14. Provisions Operating Following Termination: Notwithstanding any termination of Dr. Shulmans employment with or without cause, any provision of this Agreement necessary to give it efficacy shall continue in full force and effect following such termination.
15. Notices: Any notice to be given in connection with this Agreement shall be given in writing and may be given by personal delivery, by certified mail, postage prepaid, or by facsimile transmission, so long as receipt of such transmission is available, addressed to the recipient as follows:
To: | D. Geoffrey Shulman, MD, FRCPC | |
256 Russell Hill Road | ||
Toronto, Ontario M4V 2T2 | ||
CANADA | ||
To: | Anthony Schincariol, | |
Vice President of Corporate Development | ||
181 University Avenue | ||
Suite 1208 | ||
Toronto, Ontario M5H-3M7 | ||
CANADA |
or to such other address or individual as may be designated by notice by either party to the other. Any notice given by personal delivery shall be deemed to have been given on the day of actual delivery and, if made or given by certified mail, on the third day, other than a Saturday, Sunday, or a statutory holiday in Toronto, Ontario, CANADA following the deposit thereof with the U.S. Postal Service.
16. Governing Law: This Agreement shall be governed by and construed in accordance with the laws of the State of New Jersey, U.S.A.
17. Benefit of Agreement: This Agreement shall enure to the benefit of and be binding upon the heirs, executives, administrators and legal personal representatives of Dr. Shulman and to and upon the successors and assigns of the Corporation, respectively.
18. Entire Agreement: This Agreement constitutes the entire agreement between the parties hereto with respect to the terms and conditions of employment of Dr.

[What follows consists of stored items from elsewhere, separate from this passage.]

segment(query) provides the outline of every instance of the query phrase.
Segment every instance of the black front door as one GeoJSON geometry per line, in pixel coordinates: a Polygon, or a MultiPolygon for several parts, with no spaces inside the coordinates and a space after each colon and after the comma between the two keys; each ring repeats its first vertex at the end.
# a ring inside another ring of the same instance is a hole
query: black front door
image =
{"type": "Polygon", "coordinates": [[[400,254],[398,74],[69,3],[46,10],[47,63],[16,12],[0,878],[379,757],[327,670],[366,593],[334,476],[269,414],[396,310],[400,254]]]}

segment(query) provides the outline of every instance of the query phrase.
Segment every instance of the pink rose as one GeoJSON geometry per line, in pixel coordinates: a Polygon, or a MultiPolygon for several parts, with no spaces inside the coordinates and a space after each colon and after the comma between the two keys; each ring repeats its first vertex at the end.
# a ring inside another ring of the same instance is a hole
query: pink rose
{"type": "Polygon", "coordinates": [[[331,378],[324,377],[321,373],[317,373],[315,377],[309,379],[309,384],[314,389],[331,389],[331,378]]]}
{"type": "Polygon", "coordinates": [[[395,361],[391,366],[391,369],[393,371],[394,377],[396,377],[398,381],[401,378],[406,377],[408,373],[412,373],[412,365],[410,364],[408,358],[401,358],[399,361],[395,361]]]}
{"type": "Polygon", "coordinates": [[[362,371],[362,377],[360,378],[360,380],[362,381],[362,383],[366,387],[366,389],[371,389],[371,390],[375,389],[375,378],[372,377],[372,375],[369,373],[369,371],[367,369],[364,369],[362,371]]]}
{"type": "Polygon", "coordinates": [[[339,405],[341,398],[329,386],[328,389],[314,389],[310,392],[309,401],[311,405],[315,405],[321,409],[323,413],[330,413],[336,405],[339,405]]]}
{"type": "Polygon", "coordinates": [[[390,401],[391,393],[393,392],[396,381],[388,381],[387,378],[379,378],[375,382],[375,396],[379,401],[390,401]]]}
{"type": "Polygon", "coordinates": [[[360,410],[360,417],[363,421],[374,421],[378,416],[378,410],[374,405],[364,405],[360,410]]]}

Shulman and cancels and supersedes any prior understandings and agreements between the parties to this Agreement. There are no representations, warranties, forms, conditions, undertakings or collateral agreements expressed, implied or statutory between the parties hereto other than as expressly set forth in this Agreement.
19. Severability: Whenever possible, each provision of this Agreement will be interpreted in such manner as to be effective and valid under applicable law, but if any provision of this Agreement is held to be invalid, illegal or unenforceable in any respect under any applicable law or rule in any jurisdiction, such invalidity, illegality or unenforceability will not affect any other provision of any other jurisdiction but this Agreement will be reformed, construed and enforced in such jurisdiction as if such invalid, illegal or unenforceable provision had never been contained herein.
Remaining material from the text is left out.